E che dire dei Testimoni di Geova -di Genova? O che ci girate da queste parti? Gli disse la nonna del Fiumalbi al Villaggio degli Ignudi- che per un passo biblico ritengono empio mescolare il sangue e quindi rifiutano trasfusioni a costo della loro vita e quella dei loro, talora ignari, figli. Dio francamente non credo voglia questo e spero, anzi, disapprovi. E delle cose più leggere rida, perché o non c’è o se c’è sarà l’assoluto anche in fatto di ironia. In un mondo dove ancora i bambini muoiono di fame e di sete che volete che faccia ai suoi occhi se uno mangia la carne il Venerdì e magari maiale o molluschi, se beve un bicchiere di vino ai pasti o se digiuna non essendo povero o sovrappeso? E nemmeno credo sia per forza vegetariano o vegano. Lascerà anche questo al libero arbitrio e al nostro buonsenso che purtroppo non è assoluto quanto il suo.

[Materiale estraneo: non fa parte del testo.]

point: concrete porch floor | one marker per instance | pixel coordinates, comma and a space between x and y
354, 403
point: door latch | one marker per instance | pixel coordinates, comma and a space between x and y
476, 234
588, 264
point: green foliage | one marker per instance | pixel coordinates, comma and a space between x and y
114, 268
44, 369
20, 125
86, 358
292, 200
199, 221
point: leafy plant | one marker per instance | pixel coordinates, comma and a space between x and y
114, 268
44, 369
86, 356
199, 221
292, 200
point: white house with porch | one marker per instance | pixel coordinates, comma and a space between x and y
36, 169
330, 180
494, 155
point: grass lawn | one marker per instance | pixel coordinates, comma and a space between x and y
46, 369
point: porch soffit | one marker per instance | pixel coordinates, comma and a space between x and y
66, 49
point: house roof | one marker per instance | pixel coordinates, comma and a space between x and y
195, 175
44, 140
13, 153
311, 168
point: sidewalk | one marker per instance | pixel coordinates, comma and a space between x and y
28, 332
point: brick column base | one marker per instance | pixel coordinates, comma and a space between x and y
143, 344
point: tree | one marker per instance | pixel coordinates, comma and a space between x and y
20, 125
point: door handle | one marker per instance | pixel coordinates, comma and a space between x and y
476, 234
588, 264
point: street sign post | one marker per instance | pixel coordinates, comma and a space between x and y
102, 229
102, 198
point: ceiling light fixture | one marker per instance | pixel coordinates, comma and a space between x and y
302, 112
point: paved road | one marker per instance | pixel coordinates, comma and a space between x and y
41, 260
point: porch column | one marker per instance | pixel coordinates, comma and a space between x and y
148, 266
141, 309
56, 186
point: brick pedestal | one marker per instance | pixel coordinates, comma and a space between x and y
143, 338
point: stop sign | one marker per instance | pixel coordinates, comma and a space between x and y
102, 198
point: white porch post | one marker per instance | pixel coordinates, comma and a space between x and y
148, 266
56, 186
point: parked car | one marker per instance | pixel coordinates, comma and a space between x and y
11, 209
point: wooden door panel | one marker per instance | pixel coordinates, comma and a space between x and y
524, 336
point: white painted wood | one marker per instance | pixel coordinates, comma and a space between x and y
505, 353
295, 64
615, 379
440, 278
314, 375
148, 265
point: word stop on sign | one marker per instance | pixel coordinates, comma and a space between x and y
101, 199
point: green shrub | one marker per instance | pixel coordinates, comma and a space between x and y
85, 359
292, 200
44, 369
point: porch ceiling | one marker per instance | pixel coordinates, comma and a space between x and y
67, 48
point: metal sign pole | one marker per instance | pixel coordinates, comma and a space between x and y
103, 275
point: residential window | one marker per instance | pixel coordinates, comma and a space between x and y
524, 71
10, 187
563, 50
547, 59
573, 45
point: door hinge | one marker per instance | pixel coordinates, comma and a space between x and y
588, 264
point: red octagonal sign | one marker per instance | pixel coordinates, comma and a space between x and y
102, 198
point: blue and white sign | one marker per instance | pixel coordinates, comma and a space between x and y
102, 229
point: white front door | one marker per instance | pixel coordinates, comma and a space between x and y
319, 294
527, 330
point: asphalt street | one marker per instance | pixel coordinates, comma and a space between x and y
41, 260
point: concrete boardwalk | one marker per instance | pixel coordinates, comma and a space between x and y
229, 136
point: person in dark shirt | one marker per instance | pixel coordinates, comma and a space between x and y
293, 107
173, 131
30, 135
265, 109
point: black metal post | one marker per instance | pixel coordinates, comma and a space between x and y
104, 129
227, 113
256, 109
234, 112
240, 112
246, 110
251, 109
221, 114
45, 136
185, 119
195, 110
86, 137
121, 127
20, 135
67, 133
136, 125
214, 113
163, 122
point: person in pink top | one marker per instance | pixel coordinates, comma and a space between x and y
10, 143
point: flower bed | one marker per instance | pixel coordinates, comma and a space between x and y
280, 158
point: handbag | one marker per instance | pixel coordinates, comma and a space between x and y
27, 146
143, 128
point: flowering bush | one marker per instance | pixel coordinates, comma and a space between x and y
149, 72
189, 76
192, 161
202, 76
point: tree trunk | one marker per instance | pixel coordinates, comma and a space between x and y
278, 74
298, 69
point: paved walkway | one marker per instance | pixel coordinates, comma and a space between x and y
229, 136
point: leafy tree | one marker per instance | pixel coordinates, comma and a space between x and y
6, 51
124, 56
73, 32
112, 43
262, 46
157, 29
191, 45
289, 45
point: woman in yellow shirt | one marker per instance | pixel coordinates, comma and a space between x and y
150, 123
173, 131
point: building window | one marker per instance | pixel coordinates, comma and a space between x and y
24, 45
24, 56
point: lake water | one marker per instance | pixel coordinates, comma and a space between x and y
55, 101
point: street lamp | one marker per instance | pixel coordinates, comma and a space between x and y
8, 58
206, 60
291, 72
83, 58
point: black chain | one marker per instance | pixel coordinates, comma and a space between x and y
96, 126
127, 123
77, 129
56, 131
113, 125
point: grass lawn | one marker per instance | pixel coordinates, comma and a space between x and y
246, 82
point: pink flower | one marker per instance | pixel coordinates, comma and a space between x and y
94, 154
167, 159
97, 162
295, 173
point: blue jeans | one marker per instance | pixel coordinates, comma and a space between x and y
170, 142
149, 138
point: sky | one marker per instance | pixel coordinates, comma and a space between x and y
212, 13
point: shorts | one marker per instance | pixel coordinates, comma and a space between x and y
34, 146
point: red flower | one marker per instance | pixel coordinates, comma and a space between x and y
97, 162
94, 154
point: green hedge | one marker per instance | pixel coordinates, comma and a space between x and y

Dio sembra aver voluto però la morte di un figlio e questo a me continua a sembrare «imperdonabile», ne hanno trattato Kierkegaard e Thomas Mann, non sarò certo io a giudicarlo. Chissà come avrebbe preso, Dio, una disubbidienza da parte di Abramo, di Isacco o Ismaele. Come sarebbe andata, in quel caso. Forse non si sarebbe imposto il dogma della fede o affermata la fede come dogma. Come cieca convinzione. E personalmente, pur non credente, avrei preferito. Oppure, a leggere Borges, ci sarebbe stato bisogno di un Giuda antesignano per il sacrificio. Poiché forse quel sacrificio, richiesto ed evitato ad Abramo nella Genesi, prefigurava già il suo nel Vangelo. Perché Dio sacrificò per noi suo figlio Gesù, nato dalla stirpe di Davide e dalla discendenza di Abramo. Era il suo unico figlio e non lo risparmiò. Lasciò che morisse per l’umanità. E questo ci commuove.

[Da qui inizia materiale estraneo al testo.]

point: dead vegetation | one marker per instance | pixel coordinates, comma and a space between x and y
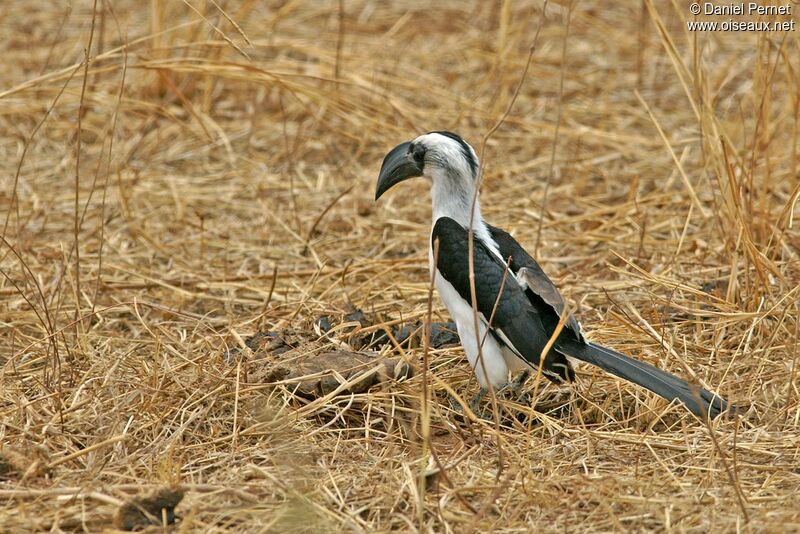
209, 172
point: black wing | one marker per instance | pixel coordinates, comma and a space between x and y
517, 321
541, 290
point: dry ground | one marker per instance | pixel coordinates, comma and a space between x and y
210, 174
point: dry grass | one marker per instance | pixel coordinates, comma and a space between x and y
198, 182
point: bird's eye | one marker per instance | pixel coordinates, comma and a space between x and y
418, 153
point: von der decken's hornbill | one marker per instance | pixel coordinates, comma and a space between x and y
510, 288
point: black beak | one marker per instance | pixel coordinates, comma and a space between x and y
398, 165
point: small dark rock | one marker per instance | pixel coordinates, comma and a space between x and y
149, 510
324, 324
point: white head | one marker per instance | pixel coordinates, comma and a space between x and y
447, 161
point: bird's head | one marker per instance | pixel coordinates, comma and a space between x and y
442, 157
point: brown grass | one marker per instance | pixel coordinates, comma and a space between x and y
198, 181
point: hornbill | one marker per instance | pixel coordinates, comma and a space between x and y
517, 304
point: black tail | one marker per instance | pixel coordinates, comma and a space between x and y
699, 401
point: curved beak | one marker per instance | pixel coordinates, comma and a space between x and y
398, 165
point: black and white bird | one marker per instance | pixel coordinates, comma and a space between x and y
517, 304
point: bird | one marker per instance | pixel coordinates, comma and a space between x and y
518, 307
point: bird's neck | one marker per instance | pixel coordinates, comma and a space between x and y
453, 198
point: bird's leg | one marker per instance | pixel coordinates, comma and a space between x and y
473, 404
517, 385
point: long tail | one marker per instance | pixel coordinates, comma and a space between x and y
699, 401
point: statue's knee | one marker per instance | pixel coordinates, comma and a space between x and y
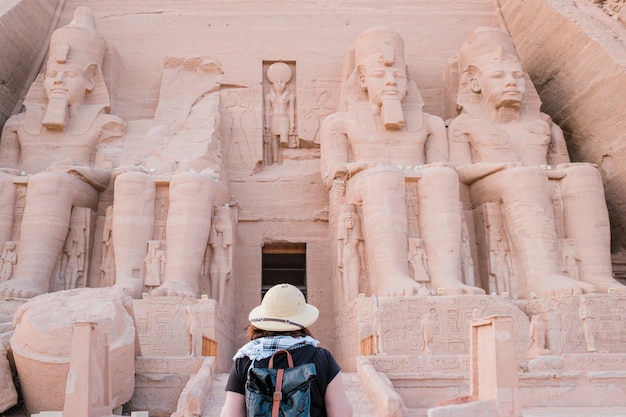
49, 183
189, 183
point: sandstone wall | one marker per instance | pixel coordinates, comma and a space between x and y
25, 26
576, 58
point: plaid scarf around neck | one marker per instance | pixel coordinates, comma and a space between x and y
264, 347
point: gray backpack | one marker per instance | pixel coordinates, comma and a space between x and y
281, 392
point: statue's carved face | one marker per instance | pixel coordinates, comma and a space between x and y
349, 222
67, 81
383, 82
501, 83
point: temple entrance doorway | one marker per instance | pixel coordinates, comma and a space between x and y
284, 263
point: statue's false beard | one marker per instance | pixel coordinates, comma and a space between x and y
392, 114
56, 115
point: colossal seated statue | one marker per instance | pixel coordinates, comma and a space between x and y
53, 144
382, 144
180, 150
513, 156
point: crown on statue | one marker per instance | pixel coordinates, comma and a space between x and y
380, 41
78, 43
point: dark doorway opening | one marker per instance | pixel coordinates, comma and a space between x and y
284, 263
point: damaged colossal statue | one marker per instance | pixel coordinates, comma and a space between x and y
167, 192
53, 144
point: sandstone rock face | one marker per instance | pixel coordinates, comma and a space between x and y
42, 343
397, 161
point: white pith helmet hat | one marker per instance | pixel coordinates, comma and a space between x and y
283, 309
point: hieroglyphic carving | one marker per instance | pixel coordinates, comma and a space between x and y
107, 265
565, 317
155, 263
316, 101
378, 140
163, 324
161, 208
8, 259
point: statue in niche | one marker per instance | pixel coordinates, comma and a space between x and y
193, 330
588, 328
500, 265
314, 117
537, 332
54, 142
187, 157
8, 259
280, 125
155, 264
73, 260
428, 328
382, 127
467, 262
418, 260
350, 256
570, 259
505, 149
221, 243
377, 327
107, 265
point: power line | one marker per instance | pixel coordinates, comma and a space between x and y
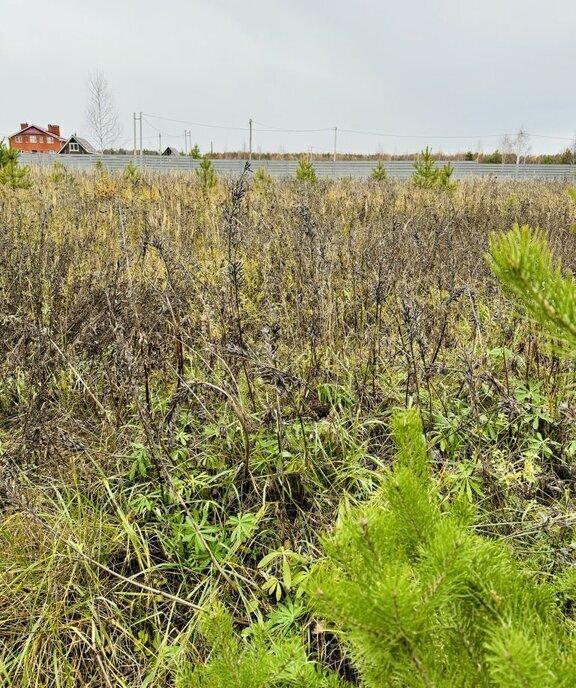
196, 124
272, 129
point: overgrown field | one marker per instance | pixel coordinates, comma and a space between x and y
197, 384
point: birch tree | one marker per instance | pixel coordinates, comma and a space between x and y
101, 113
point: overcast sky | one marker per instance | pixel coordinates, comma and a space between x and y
417, 69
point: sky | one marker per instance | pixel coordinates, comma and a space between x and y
452, 74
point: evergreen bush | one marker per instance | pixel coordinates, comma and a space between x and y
420, 599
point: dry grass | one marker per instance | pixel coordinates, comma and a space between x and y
173, 358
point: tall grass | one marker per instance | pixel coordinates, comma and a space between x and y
194, 381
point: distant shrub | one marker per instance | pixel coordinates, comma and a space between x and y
494, 158
305, 172
427, 175
262, 177
206, 173
379, 173
11, 173
131, 173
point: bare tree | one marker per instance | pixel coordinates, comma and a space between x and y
101, 113
506, 146
522, 145
517, 146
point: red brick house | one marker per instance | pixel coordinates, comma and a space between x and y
34, 139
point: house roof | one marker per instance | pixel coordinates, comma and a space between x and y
86, 145
39, 129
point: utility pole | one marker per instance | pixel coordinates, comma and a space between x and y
141, 151
335, 142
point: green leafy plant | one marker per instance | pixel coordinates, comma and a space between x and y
524, 264
12, 174
306, 172
379, 173
132, 174
421, 599
206, 173
427, 175
260, 660
262, 178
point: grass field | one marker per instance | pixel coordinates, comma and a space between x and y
197, 383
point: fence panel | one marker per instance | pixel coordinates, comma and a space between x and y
356, 169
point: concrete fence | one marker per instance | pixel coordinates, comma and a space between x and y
399, 169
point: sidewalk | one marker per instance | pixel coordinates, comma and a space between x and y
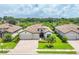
55, 50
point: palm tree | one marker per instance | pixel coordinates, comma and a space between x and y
50, 39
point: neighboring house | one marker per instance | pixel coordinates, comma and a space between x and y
6, 27
71, 31
36, 31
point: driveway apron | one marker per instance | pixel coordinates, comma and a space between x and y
25, 47
75, 45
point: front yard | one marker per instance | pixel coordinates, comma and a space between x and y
6, 46
58, 44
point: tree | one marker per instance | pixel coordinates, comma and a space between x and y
64, 40
5, 18
12, 22
50, 39
7, 37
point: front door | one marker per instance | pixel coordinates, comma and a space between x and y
41, 35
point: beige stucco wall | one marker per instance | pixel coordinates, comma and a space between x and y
28, 36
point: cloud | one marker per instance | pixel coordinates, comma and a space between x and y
39, 10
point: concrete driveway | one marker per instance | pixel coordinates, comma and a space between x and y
25, 47
75, 45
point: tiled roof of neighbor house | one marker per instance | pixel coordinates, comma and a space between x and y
10, 28
68, 27
34, 28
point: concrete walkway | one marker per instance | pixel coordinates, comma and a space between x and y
25, 47
75, 45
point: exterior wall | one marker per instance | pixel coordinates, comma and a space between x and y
28, 36
47, 33
25, 35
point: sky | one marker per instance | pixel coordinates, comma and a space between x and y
40, 10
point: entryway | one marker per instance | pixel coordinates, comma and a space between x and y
25, 47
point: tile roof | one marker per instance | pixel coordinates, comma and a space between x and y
68, 27
9, 27
34, 28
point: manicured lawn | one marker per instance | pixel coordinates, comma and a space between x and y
8, 45
57, 45
56, 52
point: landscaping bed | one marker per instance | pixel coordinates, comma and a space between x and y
56, 52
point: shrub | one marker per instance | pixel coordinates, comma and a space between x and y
50, 39
64, 40
1, 40
16, 39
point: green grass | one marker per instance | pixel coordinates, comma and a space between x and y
57, 45
3, 51
8, 45
56, 52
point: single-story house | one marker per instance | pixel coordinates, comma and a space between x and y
71, 31
36, 31
6, 27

Trentadue anni dopo aver partorito Isacco, Sara muore. Probabilmente nel 1901 a.C.. Aveva 127 anni. È l'unica donna di cui l'Antico Testamento fornisce l'età. Da allora alle signore non si chiede. Abramo seppellì la moglie nella grotta del campo di Macpela, nel paese di Canaan, che egli stesso aveva comprato dagli Ittiti molti anni prima, come terreno sepolcrale. Il padre dei popoli, dopo aver tanto vissuto, aver condotto la sua tribù attraverso il deserto nella mezza luna fertile, aver generato figli e discendenza, incontrato genti in pace e in guerra, nel lungo cammino della fede verso il riconoscimento di un Dio unico, morì, centosettantacinquenne, vecchio e sazio di giorni. Venne sepolto dai figli Isacco e Ismaele, rappacificati, accanto alla sua Sara, vicino a Hebron, in arabo Khalīl, ossia "Amico [di Dio]". Là, in Palestina, i patriarchi riposano, hanno trovato pace. La loro terra ancora no. Buona domenica e buona fortuna.